How to use istream with strings

hyperknot picture hyperknot · Jun 28, 2011 · Viewed 12.7k times · Source

I would like to read an file into a string. I am looking for different ways for how to do it efficiently.

Using a fixed size *char buffer

I have received an answer from Tony what creates a 16 kb buffer and reads into that buffer and appends the buffer till there is nothing more to read. I understand how it works and I found it very fast. What I don't understand is that in the comments of that answer it is said that this way copies everything twice. But as I understand it, it only happens in the memory, not from the disk, so it is almost unnoticable. Is it a problem that it copies from the buffer to the string in the memory?

Using istreambuf_iterator

The other answer I received uses istreambuf_iterator. The code looks beautiful and minimal, but it is extremely slow. I don't know why does it happen. Why are those iterators so slow?

Using memcpy()

For this question I received comments that I should use memcpy() as it is the fastest native method. But how can I use memcpy() with a string and an ifstream object? Isn't ifstream supposed to work with its own read function? Why does using memcpy() ruin portability? I am looking for a solution which is compatible with VS2010 as well as GCC. Why would memcpy() not work with those?
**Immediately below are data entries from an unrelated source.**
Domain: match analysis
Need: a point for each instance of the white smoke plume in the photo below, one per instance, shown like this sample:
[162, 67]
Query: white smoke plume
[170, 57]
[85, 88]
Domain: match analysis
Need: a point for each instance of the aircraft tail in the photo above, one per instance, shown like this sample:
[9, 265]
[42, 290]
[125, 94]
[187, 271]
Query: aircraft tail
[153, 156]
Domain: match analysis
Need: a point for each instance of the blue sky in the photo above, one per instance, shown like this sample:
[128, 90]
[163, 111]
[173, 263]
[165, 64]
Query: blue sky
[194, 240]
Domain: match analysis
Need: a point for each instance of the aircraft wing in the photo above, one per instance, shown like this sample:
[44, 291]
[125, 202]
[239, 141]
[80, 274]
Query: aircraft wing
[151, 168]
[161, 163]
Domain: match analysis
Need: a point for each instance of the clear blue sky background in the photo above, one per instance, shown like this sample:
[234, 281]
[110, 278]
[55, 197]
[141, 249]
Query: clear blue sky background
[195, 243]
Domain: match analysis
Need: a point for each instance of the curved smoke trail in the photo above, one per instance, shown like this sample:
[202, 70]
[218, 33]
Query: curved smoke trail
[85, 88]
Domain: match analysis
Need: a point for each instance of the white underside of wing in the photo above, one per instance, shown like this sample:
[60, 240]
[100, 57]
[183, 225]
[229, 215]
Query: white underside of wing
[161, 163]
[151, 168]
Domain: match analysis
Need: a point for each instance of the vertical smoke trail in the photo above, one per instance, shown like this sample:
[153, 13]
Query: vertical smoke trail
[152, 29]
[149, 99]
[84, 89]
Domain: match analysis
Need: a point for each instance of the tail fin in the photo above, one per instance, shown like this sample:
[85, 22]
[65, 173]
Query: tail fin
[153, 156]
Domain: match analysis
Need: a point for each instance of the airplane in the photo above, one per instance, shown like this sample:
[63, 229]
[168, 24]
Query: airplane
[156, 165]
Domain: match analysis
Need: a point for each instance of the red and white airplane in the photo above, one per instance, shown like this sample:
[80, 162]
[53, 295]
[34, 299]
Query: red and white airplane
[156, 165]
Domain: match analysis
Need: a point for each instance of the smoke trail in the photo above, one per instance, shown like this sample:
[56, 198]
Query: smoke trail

+ Any other efficient way possible?

What do you recommend, what shell I use, for small < 10 MB binary files?

(I did not want to split this question in parts, as I am more interested in the comparison between the different way how can I read an ifstream into a string)

Answer

Konrad Rudolph picture Konrad Rudolph · Jun 28, 2011

it only happens in the memory, not from the disk, so it is almost unnoticable

That is indeed correct. Still, a solution that doesn’t do that may be faster.

Why are those iterators so slow?

The code is slow not because of the iterators but because the string doesn’t know how much memory to allocate: the istreambuf_iterators can only be traversed once so the string is essentially forced to perform repeated concatenations with resulting memory reallocations, which are very slow.

My favourite one-liner, from another answer is streaming directly from the underlying buffer:

string str(static_cast<stringstream const&>(stringstream() << in.rdbuf()).str());

On recent platforms this will indeed pre-allocate the buffer. It will however still result in a redundant copy (from the stringstream to the final string).